# Woodrum Ridge Raceway - Local Flavor in the Scenery



## pshoe64 (Jun 10, 2008)

I was going back over my articles I wrote while building Woodrum Ridge Raceway and discovered that I mentioned my recreation of "Alligator Rock" but never had a picture of the actual formation I modeled. I decided to add some of the local landmarks to my racetrack and Alligator Rock is one of the most recognized in the Liberty, KY area.
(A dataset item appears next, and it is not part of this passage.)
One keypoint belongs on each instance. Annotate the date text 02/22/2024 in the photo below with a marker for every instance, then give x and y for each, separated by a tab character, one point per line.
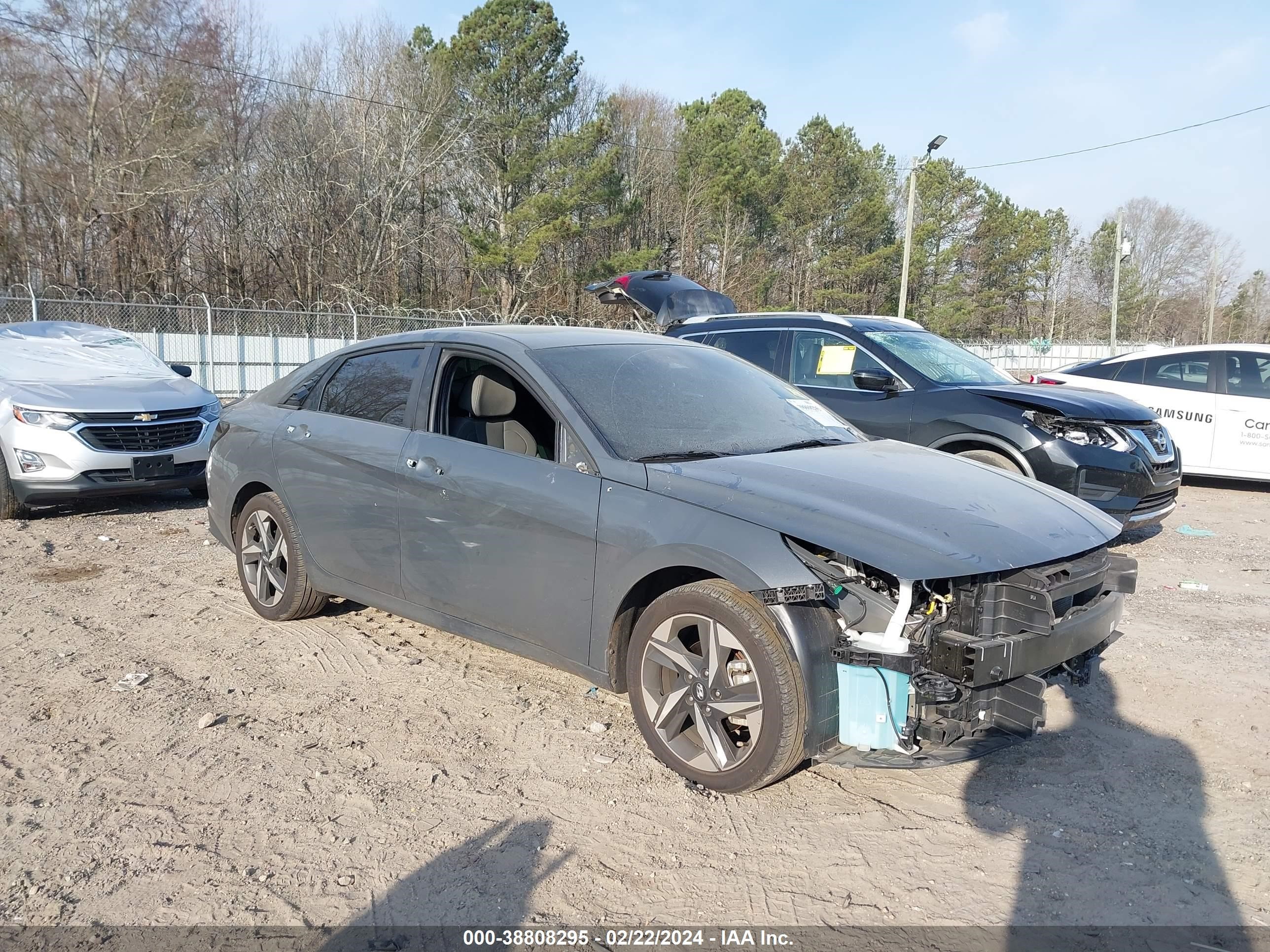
625	938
Below are the actual rock formation and my addition to the racetrack.

-Paul


----------



## slotcarman12078 (Oct 3, 2008)

Too cool!!! Personalization to the maximum!!


----------



## demether (Aug 26, 2008)

Yes, really nice natural scenery, and track integration.


----------



## Boosted-Z71 (Nov 26, 2007)

Looks great, Can you post a pic of the entire track, would really like to see it. Looks like a very good layout

Boosted


----------



## Black Oxxpurple (Jul 3, 2011)

Not to step on toes, Boosted here is a link....

https://sites.google.com/site/woodrumridgeracewaythetracks/home/woodrum-ridge-raceway---the-ho-track


----------



## pshoe64 (Jun 10, 2008)

Thanks Rob. I have been building a new website over the last year and there's some additional articles on the WRR track that can be found here.

Speed Inc Website-Woodrum Ridge Raceway

-Paul


----------



## Boosted-Z71 (Nov 26, 2007)

Very Nice

Boosted


----------



## pshoe64 (Jun 10, 2008)

I finally made a new entry on the Woodrum Ridge Raceway website, chronicling the building of the track.* This is the first entry since 2013, so this covers the track being moved and a complete re-wiring and build up of light bridges and Race Director's station.

https://sites.google.com/a/speedinc-slotcars.com/speed-inc---woodrum-ridge-raceway/home/woodrum-ridge-raceway---ho-scale-track/the-big-move-and-rebuild-2016---part-6

-Paul


----------



## XracerHO (Feb 6, 2008)

Track looks GREAT & enjoyed the photos. ..RL


----------